Las beatas no piden más "que sangre y alabados".
¡Valladolid, Valladolid!, gritaban los energúmenos.
Exacto, Valladolid ha señalado el rumbo de este
desastre de España. Allí la traición
fue perfecta. Titubeaba la tropa. Hubo sus más
y sus menos entre los jefes militares. Discutían
en el Cuarto de Banderas. De pronto salta un traidor.
Uno de los “retirados” de Azaña:
-iEsto se acaba así!
Sonaron varias descargas y cayeron muertos varios oficiales.
Los otros fueron fusilados en el acto. Después,
la tropa salió a la calle. Unas horas antes
ya los falangistas eran los amos de Valladolid, mediante
las armas que, como en Palencia, les entregaron los cuarteles.

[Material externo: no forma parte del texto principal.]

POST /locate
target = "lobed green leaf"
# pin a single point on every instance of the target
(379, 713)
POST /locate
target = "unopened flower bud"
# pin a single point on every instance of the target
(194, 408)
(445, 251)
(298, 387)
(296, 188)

Las cabezas honradas dependían de estas patrullas
“negras” que evocaban el nombre de España
para asesinar a diestro y siniestro. El pecho lo llevaban
lleno de escapularios.
”Estos no van al cielo”, dicen cínicamente
cuando abandonan a los muertos, atados en los caminos.
Y es que todavía tienen miedo de encontrarse con
las víctimas a la diestra de Dios.
Terminada la matanza de todas las clases obreras y de
las intelectuales, estos antropófagos con gabardina
creyeron que toda España era Valladolid y partieron
frenéticos hacia el Guadarrama, con el santo y
seña de penetrar en la capital española
y hacer la matanza más horrible que vieran los
siglos. Entre los militares sublevados que acompañaban
a estas jaurías iba el comandante Serrador,
uno de los que conspiraban en el campo de la República,
desde hacía tiempo, a cara descubierta, en compañía
de Ruiz de Alda y de otros "señoritos",
restos de la francachela borbónica.
Madrid no era un bocado fácil. El Guadarrama
se encontró cerrado por las primeras cortinas de
plomo de la República. Cierto que ganaron
el Alto del León bajo el fuego de los primeros
aviones y de los fusileros del pueblo. Empero, el Madrid
heroico que rechazó las botas de Napoleón,
no podía dejarse ahora pisar por los traidores
de casa. Madrid no reculaba ante los lobos. Venía
a buscarlos a los montes del Guadarrama.